Compaction error: Corruption: block checksum mismatch: expected 862584094, got 1969278739

Currently trying to handle this right on my 3-day memorial weekend 😀

  • Ceph 13.2.4 (Filestore)
  • Rook 0.9
  • Kubernetes 1.14.1

https://gist.github.com/sfxworks/ce77473a93b96570af319120e74535ec

My setup is a Kubernetes cluser with rook handling Ceph. Using 13.2.4, I have this issue with one of my OSDs always restarting. This happened recently.

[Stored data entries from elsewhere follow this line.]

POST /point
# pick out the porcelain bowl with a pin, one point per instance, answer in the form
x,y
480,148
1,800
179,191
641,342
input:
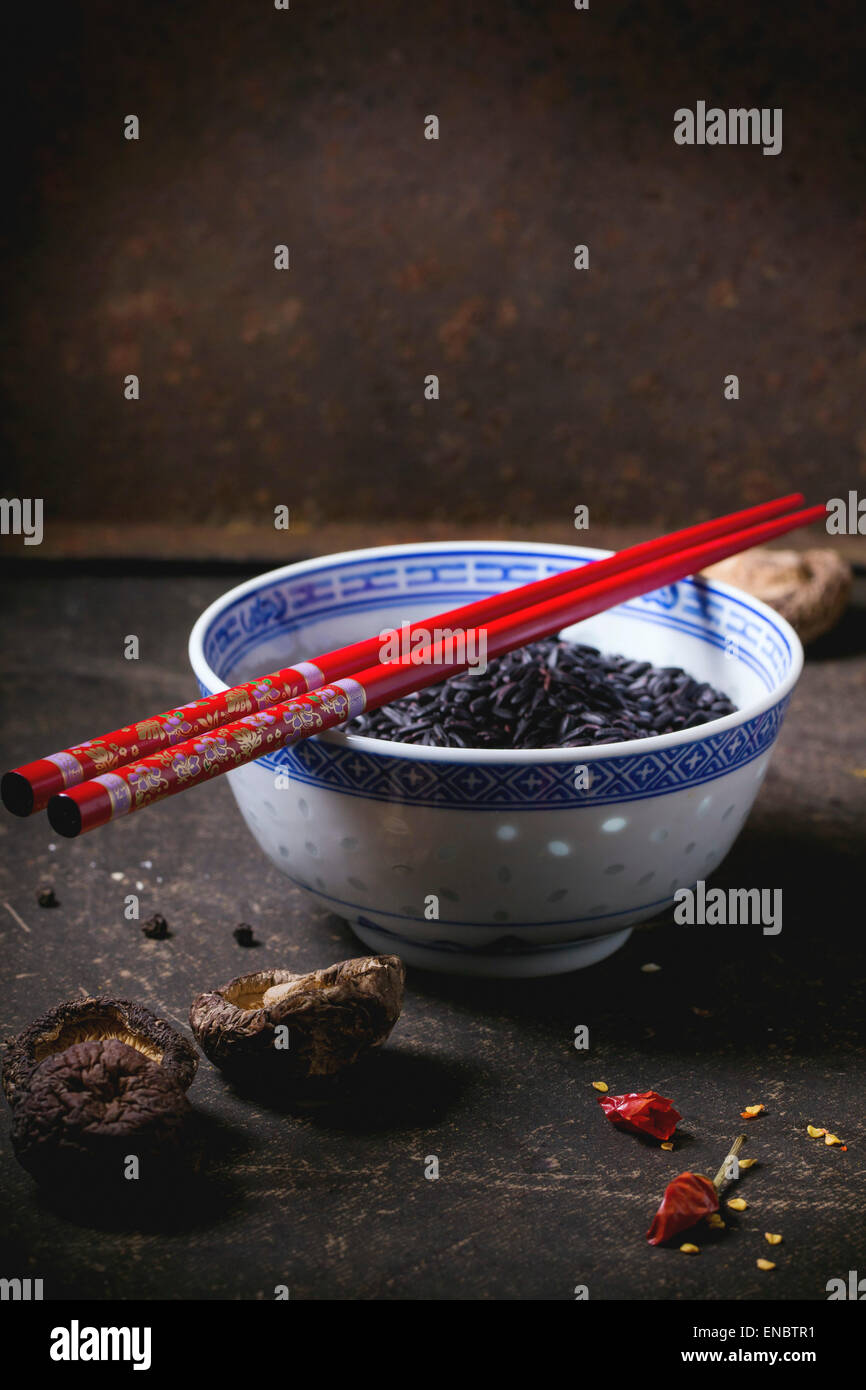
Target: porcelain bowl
x,y
495,862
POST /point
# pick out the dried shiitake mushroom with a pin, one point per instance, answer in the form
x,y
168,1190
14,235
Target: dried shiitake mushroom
x,y
96,1019
325,1018
809,588
85,1111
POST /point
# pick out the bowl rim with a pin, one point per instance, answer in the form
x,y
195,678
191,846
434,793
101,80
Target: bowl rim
x,y
420,752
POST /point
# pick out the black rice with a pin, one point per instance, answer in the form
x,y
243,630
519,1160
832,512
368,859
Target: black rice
x,y
551,694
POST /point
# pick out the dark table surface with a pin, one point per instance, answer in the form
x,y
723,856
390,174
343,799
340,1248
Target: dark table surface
x,y
537,1191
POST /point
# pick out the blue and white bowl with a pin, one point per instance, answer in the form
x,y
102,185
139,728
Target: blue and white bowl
x,y
496,862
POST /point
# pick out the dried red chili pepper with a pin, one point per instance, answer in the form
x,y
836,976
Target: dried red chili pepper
x,y
644,1112
687,1200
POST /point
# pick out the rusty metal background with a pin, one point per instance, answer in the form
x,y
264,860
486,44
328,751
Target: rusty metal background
x,y
412,256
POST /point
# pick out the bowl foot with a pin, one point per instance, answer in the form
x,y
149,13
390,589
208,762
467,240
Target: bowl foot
x,y
501,961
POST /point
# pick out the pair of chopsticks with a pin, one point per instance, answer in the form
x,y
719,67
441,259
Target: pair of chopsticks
x,y
132,767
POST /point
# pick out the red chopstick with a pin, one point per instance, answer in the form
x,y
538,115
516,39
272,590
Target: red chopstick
x,y
163,774
28,788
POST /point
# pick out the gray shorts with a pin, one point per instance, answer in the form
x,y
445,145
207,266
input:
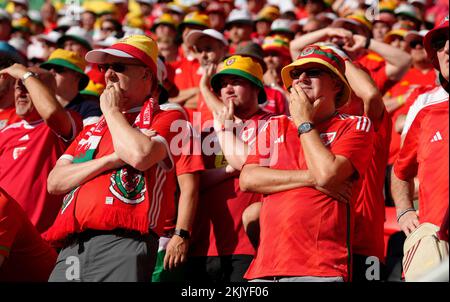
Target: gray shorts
x,y
107,258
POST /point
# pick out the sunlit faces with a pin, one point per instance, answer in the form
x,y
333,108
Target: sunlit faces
x,y
442,55
239,91
136,81
240,32
316,83
76,47
24,106
208,50
379,31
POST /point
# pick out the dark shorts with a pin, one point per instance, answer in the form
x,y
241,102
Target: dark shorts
x,y
107,257
218,269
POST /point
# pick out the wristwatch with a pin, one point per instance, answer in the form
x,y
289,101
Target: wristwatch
x,y
305,128
29,74
182,233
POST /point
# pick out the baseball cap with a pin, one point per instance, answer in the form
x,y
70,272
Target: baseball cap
x,y
432,35
194,35
357,20
326,57
139,47
69,60
77,34
238,16
243,67
252,50
277,44
401,32
165,19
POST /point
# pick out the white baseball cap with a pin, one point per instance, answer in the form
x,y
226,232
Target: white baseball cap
x,y
51,37
194,35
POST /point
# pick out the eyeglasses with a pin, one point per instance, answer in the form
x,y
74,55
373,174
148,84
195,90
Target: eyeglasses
x,y
58,69
117,67
439,42
310,73
414,44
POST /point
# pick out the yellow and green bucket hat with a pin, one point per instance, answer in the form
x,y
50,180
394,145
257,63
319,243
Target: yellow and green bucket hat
x,y
70,60
244,67
326,58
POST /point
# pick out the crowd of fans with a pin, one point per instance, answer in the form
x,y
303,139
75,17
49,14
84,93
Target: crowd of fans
x,y
220,141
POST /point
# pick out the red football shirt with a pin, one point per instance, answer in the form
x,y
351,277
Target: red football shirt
x,y
303,231
27,256
8,116
425,154
369,208
90,213
28,152
276,101
218,229
186,161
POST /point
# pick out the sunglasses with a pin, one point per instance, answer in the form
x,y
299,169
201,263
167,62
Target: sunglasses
x,y
414,44
439,42
310,73
117,67
58,69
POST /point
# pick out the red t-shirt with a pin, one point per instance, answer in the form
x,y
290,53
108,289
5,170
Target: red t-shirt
x,y
276,101
8,116
369,208
187,161
413,79
27,256
218,229
303,231
90,213
28,152
425,154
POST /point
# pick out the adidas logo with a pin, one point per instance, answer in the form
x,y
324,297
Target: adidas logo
x,y
279,140
436,137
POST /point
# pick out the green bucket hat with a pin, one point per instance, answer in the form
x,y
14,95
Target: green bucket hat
x,y
243,67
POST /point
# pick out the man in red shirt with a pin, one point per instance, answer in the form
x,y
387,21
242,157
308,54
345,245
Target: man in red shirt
x,y
220,250
115,175
316,158
24,256
29,149
385,63
7,110
425,148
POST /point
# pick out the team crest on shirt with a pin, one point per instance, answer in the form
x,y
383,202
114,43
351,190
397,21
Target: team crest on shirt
x,y
18,151
68,199
128,185
247,134
327,138
3,124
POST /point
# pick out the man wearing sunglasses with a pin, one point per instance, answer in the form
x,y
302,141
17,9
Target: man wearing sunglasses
x,y
385,63
425,145
321,157
116,176
68,69
30,148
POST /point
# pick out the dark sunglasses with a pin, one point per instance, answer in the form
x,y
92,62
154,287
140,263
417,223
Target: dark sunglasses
x,y
439,42
413,44
310,73
58,69
117,67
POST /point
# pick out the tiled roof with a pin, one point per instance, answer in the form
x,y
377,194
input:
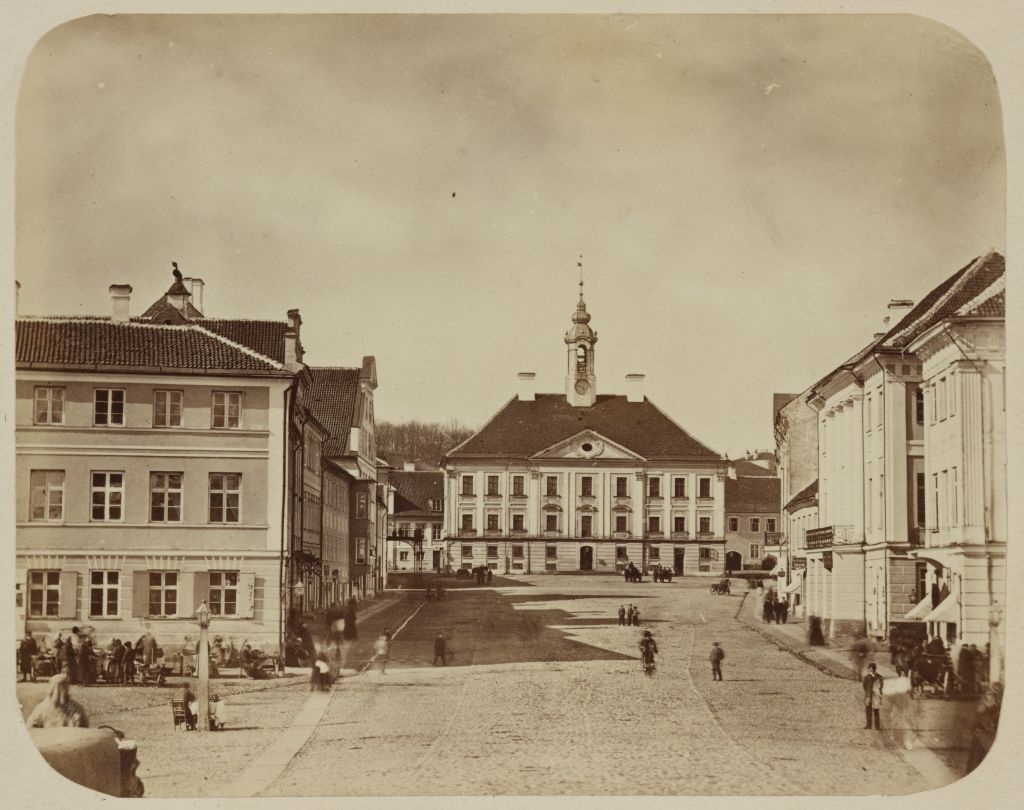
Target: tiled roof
x,y
264,337
413,489
100,342
753,495
806,497
523,428
332,398
942,302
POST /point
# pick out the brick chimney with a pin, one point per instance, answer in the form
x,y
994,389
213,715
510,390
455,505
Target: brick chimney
x,y
527,386
634,387
120,302
293,343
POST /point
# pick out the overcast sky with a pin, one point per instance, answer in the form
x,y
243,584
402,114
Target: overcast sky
x,y
748,192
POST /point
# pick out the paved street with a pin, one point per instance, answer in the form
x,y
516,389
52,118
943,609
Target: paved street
x,y
545,695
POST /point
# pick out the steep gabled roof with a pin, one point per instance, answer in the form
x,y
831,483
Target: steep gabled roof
x,y
90,343
415,488
753,495
332,398
522,428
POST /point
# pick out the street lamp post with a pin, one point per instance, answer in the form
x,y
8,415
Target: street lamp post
x,y
203,615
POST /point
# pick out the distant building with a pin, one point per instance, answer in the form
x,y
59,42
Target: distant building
x,y
584,481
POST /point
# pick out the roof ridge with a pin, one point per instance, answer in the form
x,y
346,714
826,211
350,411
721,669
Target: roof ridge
x,y
955,287
244,349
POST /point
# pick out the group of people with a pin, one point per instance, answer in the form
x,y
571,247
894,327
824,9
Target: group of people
x,y
774,608
629,616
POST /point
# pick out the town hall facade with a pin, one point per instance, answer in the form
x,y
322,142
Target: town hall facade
x,y
584,481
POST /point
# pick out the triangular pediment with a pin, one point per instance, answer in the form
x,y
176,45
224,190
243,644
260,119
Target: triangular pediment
x,y
588,444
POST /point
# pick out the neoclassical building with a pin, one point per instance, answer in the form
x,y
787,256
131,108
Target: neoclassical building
x,y
584,481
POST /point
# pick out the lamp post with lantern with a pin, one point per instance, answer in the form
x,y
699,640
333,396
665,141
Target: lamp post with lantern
x,y
203,616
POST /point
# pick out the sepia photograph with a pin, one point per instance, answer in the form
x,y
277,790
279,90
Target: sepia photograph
x,y
507,405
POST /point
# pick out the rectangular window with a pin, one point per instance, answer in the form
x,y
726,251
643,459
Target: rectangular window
x,y
46,499
110,407
104,591
165,497
163,593
226,409
108,495
44,593
225,497
223,593
49,406
166,409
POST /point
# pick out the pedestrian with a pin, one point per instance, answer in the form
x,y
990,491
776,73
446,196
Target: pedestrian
x,y
872,684
716,657
57,710
439,649
128,675
27,652
382,650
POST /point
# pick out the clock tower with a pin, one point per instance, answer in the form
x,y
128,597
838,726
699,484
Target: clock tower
x,y
581,380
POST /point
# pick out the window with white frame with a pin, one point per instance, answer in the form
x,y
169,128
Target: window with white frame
x,y
226,409
49,406
163,593
223,593
104,593
166,408
225,497
108,496
44,593
109,407
46,498
165,497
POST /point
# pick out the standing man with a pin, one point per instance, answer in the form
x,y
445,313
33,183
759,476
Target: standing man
x,y
716,656
439,649
872,697
27,651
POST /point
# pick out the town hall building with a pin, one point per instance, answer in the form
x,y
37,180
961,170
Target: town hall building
x,y
584,481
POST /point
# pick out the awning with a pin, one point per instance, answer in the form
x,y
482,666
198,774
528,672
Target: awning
x,y
798,581
920,610
948,609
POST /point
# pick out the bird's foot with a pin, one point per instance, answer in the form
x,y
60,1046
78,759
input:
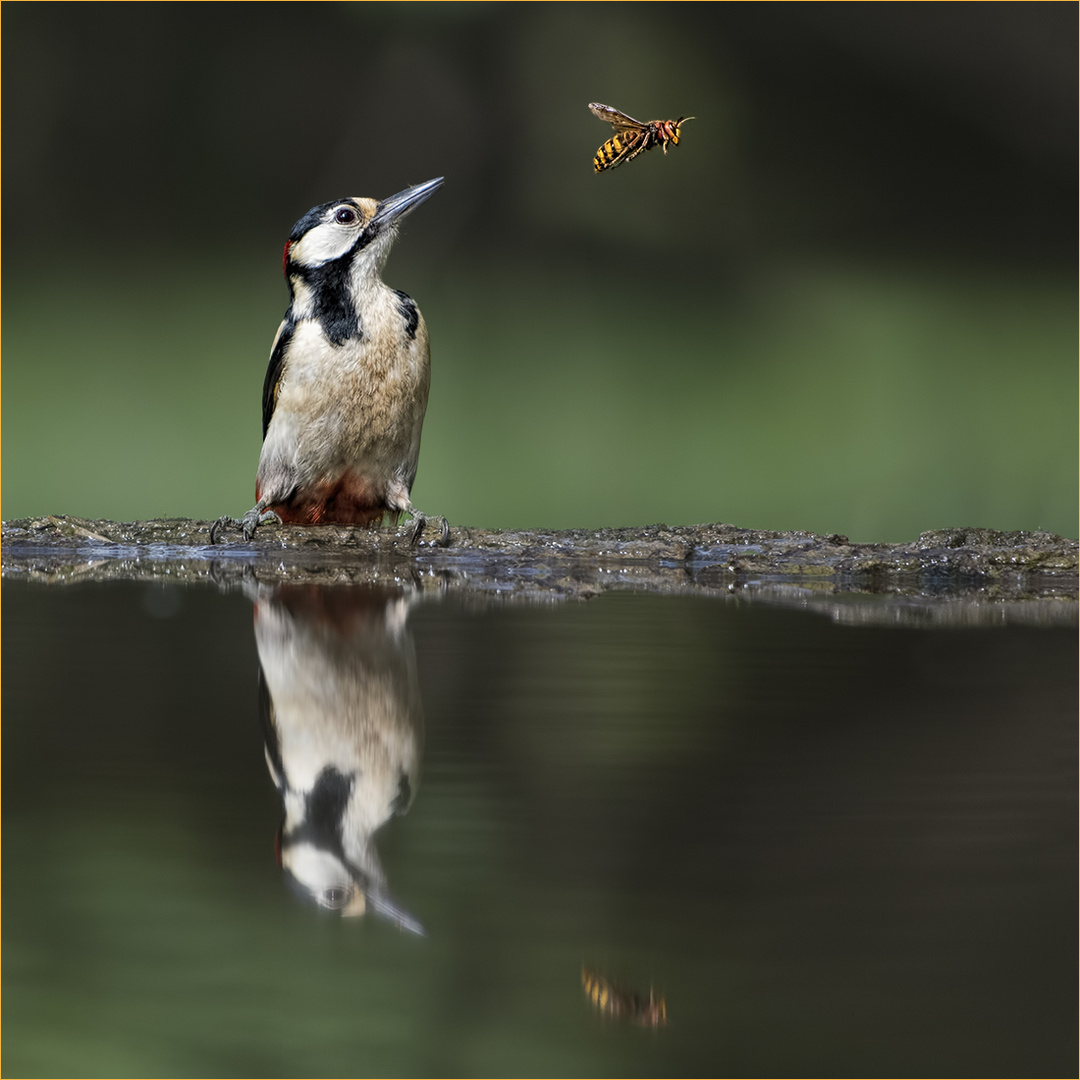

No power failure or anything occurred on the node.

2019-05-25 01:06:07.192 7fb923359700  3 rocksdb: [/home/jenkins-build/build/workspace/ceph-build/ARCH/x86_64/AVAILABLE_ARCH/x86_64/AVAILABLE_DIST/centos7/DIST/centos7/MACHINE_SIZE/huge/release/13.2.4/rpm/el7/BUILD/ceph-13.2.4/src/rocksdb/db/db_impl_compaction_flush.cc:1929] Compaction error: Corruption: block checksum mismatch: expected 862584094, got 1969278739  in /var/lib/rook/osd1/current/omap/002408.sst offset 15647059 size 3855 

There are a few more in this gist with a similar error message. The only other one states:

2019-05-25 01:06:07.192 7fb939a4a1c0  0 filestore(/var/lib/rook/osd1) EPERM suggests file(s) in osd data dir not owned by ceph user, or leveldb corruption 

I checked this on the node. All is root as the other ones are. It’s also containerized, and deleting the pod to have the operator recreate this did not help.

Only thing I was able to find to assist was https://tracker.ceph.com/issues/21303, but this seems to be a year old. I am not sure where to begin with this. Any leads or points to some documentation to follow, or a solution if you have one, would be of great help. I see some tools for bluestore, but I do not know how applicable they are and want to be very careful given the situation.

In the worst-case scenario, I have backups. Willing to try things within reason.